Mauricio Restrepo, chief financial officer, said in a conference call with analysts that earnings before interest, taxes, depreciation, and amortization (EBITDA) are expected to be $690 million in 2004. That compares with EBITDA of $661 million last year, as reported in the GEB's annual report. He estimated refinancing needs of $250 million in 2004, compared with $670 million in 2003. About $150 million of that total had already been raised in a loan from the Andean Development Corp., or CAF, announced in December.

"That refinancing risk has essentially disappeared and we will use our internally generated cash for dividends and cap-ex (capital expenditures)," he said. Restrepo said total capital expenditures for the year were seen at about $150 million.

Bavaria's stock has risen 58 percent this year to 20,520 pesos per share on May 5, due to increasing optimism about the company and a general rise of the Bogota bourse. Bavaria started 2004 at 12,980 pesos per share.

The drinks maker has been aggressively extending its reach in Latin America, and has spent $1.1 billion on expansion by buying brewers in Peru, Ecuador and Panama to double its output over the past three years. It said in March that it aimed to become the world's seventh-largest brewer within three years as Latin American populations grow and beer consumption increases.

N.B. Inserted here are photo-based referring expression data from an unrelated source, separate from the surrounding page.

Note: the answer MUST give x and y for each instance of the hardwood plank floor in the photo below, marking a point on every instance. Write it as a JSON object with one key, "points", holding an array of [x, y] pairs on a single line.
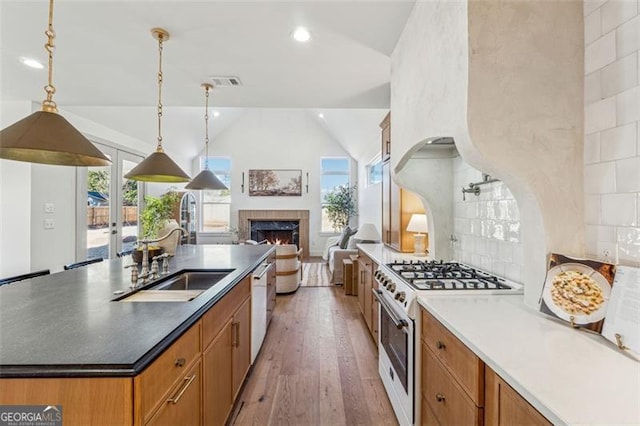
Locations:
{"points": [[318, 366]]}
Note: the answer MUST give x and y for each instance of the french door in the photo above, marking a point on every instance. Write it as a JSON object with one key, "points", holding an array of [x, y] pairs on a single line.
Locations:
{"points": [[108, 223]]}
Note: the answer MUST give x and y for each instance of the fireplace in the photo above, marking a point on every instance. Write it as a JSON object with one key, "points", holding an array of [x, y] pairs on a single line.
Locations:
{"points": [[246, 218], [276, 231]]}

Restrepo said in the call that GEB had "absolutely no plans to do any further acquisitions" in 2004. "Our objective for this year and the next is really to consolidate the Panamanian and the Peruvian operations that we acquired in 2001 and 2002," he said. Restrepo said he did not expect any changes in its dominant market positions in Colombia, Peru, Ecuador and Panama. Bavaria says it is already the world's 10th largest brewer.

GEB said it had 81 % of the Panamanian market, up 9 percentage points in the past year-and-a-half. In Colombia, he said Bavaria had a 99 % market share. In Ecuador he said the company enjoyed a 97 % market share. In Peru, the company said it had a 99.8 % market share.

Competition, however, could increase in Ecuador and Peru with the entry of the region's top brewer, Brazil's AmBev, which plans to merge with Belgium's Interbrew to create the world's largest brewer, in terms of volume.

Ambev bought Ecuador's No. 2 beer maker, SurAmericana, for $36 million in December. It struck an agreement in October to buy two Peruvian soft drink plants and improve distribution in that country. Restrepo said Ambev seemed to be behind schedule with building its brewing plant in Peru, according to local press reports he had read.

"It's possible that the launch of products in Peru might be somewhat delayed from the initial estimates of having that occur in the fourth quarter of this year," he said. "So, taking that into account, what we are foreseeing is to keep our 99.8 percent share of the market that we have in Peru."